Eşler fıtrattan uzaklaşınca sevgi ve merhametin yerini nefret ve acımasızlık huzurun yerini de cinnet ve cinayet alır.
Düğün-Düğüm-Düğme
Kelimelerin etimolojik yapısını inceleyen bir sosyal hesapta bu üç kelimenin aynı kökten geldiğini öğrenmiştim. Birleşen, bütünleyen, tamamlayan anlamlarını muhtevasında taşıyan farklı kelimeler…
Kadını ve erkeği yaradılış özelliklerinden uzaklaştıran ahir zaman fırtınalarında düğünler de nasibini alıyor. Peri masalını andıran düğünler para ve şatafatın vitrini olarak kurgulanıyor.
Araştırmalar gösteriyor ki ülkemizde boşanmaların sayısı hızla artarken evlenenlerin sayısı azalıyor. Son hukukî düzenlemeler boşanmayı kolaylaştırıyor. Kadın bir ay bile evli kalsa ‘süresiz nafaka’ hakkıyla küçük bir servete kavuşabiliyor. Eğer çocuk varsa işler daha da zorlaşıyor. Kimi zaman erkeğin evin 100-150 metre yakınına yaklaşmasının yasaklanması özellikle hayatının merkezine ‘güç gösterisi’ni yerleştiren erkekleri çılgına çeviriyor. Cinnet ve cinayet olaylarının sayısı gittikçe artıyor.

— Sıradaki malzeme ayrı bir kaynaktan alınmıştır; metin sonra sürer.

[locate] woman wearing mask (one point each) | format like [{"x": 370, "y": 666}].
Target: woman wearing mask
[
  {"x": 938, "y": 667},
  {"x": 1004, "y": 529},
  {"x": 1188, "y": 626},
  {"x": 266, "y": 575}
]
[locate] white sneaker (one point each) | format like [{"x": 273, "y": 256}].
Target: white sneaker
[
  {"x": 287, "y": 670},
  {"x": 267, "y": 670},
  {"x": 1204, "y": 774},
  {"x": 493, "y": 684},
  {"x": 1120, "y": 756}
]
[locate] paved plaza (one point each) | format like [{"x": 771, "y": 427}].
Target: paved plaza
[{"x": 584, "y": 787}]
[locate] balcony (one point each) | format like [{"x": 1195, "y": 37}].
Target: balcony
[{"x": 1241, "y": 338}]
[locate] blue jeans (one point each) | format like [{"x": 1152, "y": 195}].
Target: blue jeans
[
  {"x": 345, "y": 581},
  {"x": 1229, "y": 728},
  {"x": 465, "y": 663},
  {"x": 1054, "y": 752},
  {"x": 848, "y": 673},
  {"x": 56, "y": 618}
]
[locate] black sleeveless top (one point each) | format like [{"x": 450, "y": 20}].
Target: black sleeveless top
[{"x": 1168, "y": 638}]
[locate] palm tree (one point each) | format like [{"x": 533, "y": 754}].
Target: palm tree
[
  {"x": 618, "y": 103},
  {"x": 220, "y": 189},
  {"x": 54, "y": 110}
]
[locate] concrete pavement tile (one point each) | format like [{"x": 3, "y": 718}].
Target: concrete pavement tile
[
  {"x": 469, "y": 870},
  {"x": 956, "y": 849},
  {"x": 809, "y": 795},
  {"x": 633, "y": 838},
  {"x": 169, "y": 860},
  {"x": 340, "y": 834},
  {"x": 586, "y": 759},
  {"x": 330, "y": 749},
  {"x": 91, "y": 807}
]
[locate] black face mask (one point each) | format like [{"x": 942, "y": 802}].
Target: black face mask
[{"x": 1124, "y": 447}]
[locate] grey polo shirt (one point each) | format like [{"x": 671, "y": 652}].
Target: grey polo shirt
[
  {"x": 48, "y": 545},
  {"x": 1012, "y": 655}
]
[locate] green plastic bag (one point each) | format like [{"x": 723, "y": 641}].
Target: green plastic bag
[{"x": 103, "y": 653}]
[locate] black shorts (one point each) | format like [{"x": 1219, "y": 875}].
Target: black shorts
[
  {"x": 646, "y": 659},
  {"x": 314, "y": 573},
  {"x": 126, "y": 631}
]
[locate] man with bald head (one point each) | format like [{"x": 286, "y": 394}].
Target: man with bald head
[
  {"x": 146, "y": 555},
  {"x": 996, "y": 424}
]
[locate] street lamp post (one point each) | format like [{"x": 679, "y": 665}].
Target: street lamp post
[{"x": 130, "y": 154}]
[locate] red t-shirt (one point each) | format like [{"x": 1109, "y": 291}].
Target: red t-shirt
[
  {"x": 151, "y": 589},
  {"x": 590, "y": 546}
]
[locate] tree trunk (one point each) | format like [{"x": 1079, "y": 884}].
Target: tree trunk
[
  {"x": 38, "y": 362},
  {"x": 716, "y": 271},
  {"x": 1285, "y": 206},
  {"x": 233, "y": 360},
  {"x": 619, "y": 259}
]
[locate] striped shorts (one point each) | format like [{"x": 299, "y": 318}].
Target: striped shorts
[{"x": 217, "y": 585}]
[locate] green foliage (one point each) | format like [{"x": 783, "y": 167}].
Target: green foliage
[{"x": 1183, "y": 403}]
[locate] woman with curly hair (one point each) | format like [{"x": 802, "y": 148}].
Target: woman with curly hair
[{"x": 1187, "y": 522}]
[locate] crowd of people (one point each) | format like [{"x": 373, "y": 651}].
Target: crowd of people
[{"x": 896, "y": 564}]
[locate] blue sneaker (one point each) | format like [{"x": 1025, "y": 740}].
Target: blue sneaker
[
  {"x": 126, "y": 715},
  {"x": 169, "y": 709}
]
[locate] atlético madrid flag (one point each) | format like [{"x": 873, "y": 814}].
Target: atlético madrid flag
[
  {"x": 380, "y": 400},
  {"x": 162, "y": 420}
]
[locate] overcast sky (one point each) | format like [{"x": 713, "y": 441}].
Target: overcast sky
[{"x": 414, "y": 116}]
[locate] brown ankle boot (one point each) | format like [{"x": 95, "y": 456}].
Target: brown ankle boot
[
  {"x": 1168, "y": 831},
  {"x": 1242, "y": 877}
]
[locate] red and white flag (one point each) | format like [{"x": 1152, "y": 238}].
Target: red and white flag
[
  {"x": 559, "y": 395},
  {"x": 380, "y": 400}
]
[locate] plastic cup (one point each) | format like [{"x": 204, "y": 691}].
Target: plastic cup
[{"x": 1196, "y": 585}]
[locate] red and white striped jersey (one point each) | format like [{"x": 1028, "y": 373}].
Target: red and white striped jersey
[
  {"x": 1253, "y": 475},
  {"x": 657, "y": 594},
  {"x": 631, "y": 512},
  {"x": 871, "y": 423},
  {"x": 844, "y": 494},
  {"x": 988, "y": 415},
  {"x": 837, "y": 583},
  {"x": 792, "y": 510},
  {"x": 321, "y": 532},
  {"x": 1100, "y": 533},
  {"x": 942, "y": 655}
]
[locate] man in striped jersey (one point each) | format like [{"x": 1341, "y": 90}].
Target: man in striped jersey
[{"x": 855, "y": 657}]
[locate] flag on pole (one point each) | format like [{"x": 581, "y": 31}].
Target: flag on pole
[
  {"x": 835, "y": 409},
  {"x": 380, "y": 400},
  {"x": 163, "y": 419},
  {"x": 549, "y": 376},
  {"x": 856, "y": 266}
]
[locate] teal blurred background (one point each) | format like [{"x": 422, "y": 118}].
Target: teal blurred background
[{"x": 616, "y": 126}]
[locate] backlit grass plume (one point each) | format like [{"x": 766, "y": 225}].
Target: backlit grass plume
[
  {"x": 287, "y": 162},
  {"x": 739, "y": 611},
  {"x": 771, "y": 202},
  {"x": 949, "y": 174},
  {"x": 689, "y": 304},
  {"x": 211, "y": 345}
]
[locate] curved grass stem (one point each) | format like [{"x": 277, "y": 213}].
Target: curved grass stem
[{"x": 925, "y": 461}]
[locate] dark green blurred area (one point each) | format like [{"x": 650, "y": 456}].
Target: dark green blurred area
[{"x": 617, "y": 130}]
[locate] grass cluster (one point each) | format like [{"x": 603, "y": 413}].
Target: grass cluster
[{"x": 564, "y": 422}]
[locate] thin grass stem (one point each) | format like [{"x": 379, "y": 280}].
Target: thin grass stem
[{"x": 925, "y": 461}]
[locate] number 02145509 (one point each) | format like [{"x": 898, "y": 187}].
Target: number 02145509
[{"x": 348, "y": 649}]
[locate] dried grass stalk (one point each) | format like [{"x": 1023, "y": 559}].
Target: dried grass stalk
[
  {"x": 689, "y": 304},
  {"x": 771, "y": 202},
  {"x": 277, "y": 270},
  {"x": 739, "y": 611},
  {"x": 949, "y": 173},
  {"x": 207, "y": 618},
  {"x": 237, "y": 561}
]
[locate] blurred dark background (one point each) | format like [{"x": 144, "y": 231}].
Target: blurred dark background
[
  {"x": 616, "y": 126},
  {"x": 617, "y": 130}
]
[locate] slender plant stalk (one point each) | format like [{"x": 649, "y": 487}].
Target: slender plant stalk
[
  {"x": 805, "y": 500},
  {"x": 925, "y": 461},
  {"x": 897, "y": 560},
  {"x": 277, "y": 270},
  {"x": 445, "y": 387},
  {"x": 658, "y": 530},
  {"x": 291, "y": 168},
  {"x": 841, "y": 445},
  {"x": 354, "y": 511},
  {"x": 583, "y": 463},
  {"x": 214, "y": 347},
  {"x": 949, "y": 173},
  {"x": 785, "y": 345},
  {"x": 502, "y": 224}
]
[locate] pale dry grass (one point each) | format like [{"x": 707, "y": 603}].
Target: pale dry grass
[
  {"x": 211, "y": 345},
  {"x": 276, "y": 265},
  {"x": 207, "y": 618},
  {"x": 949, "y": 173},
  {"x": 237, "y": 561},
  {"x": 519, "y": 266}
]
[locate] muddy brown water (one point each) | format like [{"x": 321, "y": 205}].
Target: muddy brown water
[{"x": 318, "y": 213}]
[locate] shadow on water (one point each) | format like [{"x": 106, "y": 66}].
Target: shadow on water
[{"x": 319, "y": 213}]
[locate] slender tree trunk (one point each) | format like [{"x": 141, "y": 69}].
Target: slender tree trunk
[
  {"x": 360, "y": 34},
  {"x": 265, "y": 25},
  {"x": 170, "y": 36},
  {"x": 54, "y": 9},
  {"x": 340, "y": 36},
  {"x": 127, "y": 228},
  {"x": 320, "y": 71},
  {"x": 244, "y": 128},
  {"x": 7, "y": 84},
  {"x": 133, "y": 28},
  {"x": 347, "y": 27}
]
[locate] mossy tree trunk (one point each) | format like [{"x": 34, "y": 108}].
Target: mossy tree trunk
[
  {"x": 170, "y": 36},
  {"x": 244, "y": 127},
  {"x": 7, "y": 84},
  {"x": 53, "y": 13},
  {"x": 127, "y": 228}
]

Oysa ki hukukî düzenlemelerin evliliği de boşanmayı da bütünleyici tamamlayıcı değerlendirmesi gerekmez mi? İstanbul Sözleşmesi gibi toplumsal yapımıza uymayan Batı’dan kopyalanmış hukukî yaptırımlar cinneti de cinayetleri de arttırır…
Evlilik Okulları
Uzmanlar araba ehliyeti almak için bile kurslara gidildiğini belirterek, hayatın en önemli evlilik olayına da her yönüyle hazırlanmak gerektiğini belirtiyorlar. Evlilik okulları, evlilik kursları düzenlenmesi ve yaygınlaştırılmasının öneminden bahsediyorlar.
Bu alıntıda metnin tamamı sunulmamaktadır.